Would it be possible to use the following API (noting the optional parameter)?
public class OpenXmlCompositeElement
{
public bool AppendChild(OpenXmlElement child, AppendOption option = AppendOption.List)
{
if(option == AppendOption.List)
{
AppendChildCore(child); // The old AppendChild.
}
if (!SetElement(child))
{
throw new SomePertinentException("Some description");
}
}
public bool TryAppendChild(OpenXmlElement child, AppendOption option = AppendOption.List)
{
if(option == AppendOption.List)
{
AppendChild(child);
return true;
}
return SetElement(child);
}
}
public enum AppendOption
{
List,
Schema
}
I am not 100% certain that this will not be a breaking change of the AppendChild method. If we could not use optional parameters for AppendChild, we could turn the second parameter of AppendChild into a normal one and create an overload. Overall, we'd have the typical pair of AppendChild and TryAppendChild.

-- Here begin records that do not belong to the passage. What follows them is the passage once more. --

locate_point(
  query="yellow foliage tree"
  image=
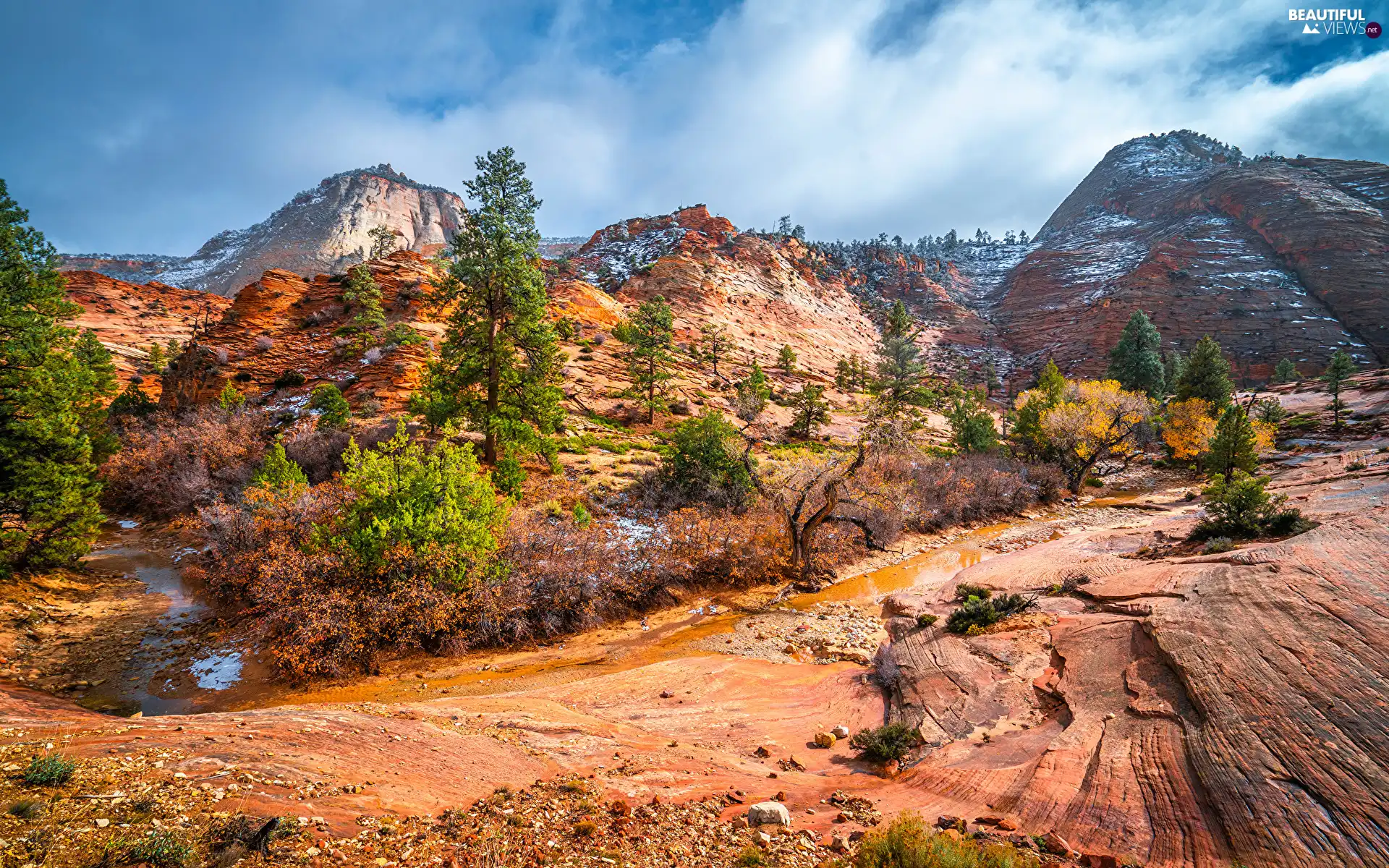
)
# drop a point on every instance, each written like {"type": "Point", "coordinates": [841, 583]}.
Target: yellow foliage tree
{"type": "Point", "coordinates": [1096, 421]}
{"type": "Point", "coordinates": [1189, 428]}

I'd be interested in your view on optional parameters, which I use a lot in my asynchronous APIs, e.g., for the CancellationToken or for an IProgress<string> parameter. With optional parameters and meaningful defaults, I don't have to create a ton of overloads.
I second Thomas on its proposal. This API is more natural.
Thanks for the thoughts!
Adding that to the AppendChild would be a breaking change (adding optional parameters are breaking as it changes the signature of the API). However, we could add an overload that takes an option in. Optional parameters are nice, but difficult to add at later points. If the full use case is known (or the API isn't in a shipping library), I definitely prefer them to minimize the overloading. v3.0 or something we could remove the overloads and just use the default parameters potentially (as a breaking change like that is valid for major versions under SemVer... although we haven't decided how we'll handle that beyond some of the obsoleting we've done).
The reason I went with the TryAppendChild is because it may not add it and hence the Try instead of just AppendChild, and then in the PR I did TryAddChild as (you correctly point out), it's not just a try-analog of the AppendChild. I wanted it to be clear that it may or may not succeed and is a new API. My thought then was to keep it a distinct API (kind of like how inserting/appending are distinct).
So, for completeness, here's the API as added in the PR:
public class OpenXmlCompositeElement
{
public bool TryAddChild(OpenXmlElement child)
{
return SetElement(child);
}
}
No overloads, no options, just a distinct API. I'm fine replacing it with what @ThomasBarnekow recommended, but those were the thoughts I had as I was implementing it.
For example, while
AppendChilddoes nothing wrong on a technical level, it makes it easy to do the wrong thing on an Open XML schema level. For example, when you want to add aParagraphchild element to aBodyparent element that already has aSectionPropertieschild element, usingAppendChildadds theParagraphafter theSectionProperties, leading to invalid markup.
I'm late to the game here, but this newbie got caught up by this.
My use case: I use a Word doc seeded with 35 styles as a template to create nicely-formatted cooking recipes read from a database. I copy this "empty" doc, and append the recipe text to the copy. The styles do all the formatting. It took me awhile to figure out that my paragraphs appended to the end of the copied doc were being added AFTER the SectionProperties already at the end of the document, and that's incorrect. Because I couldn't figure out how to insert new paragraphs BEFORE the existing SectionProperties, what I ended up doing is opening the copy, deleting all the children from the body, appending new parargraphs to my heart's content, then programmatically create and append the SectionProperties at the end. I had hoped to have the template define those section properties rather than code, but it worked.
@twsouthwick, just checking whether this issue is still open. Otherwise, we might want to close it.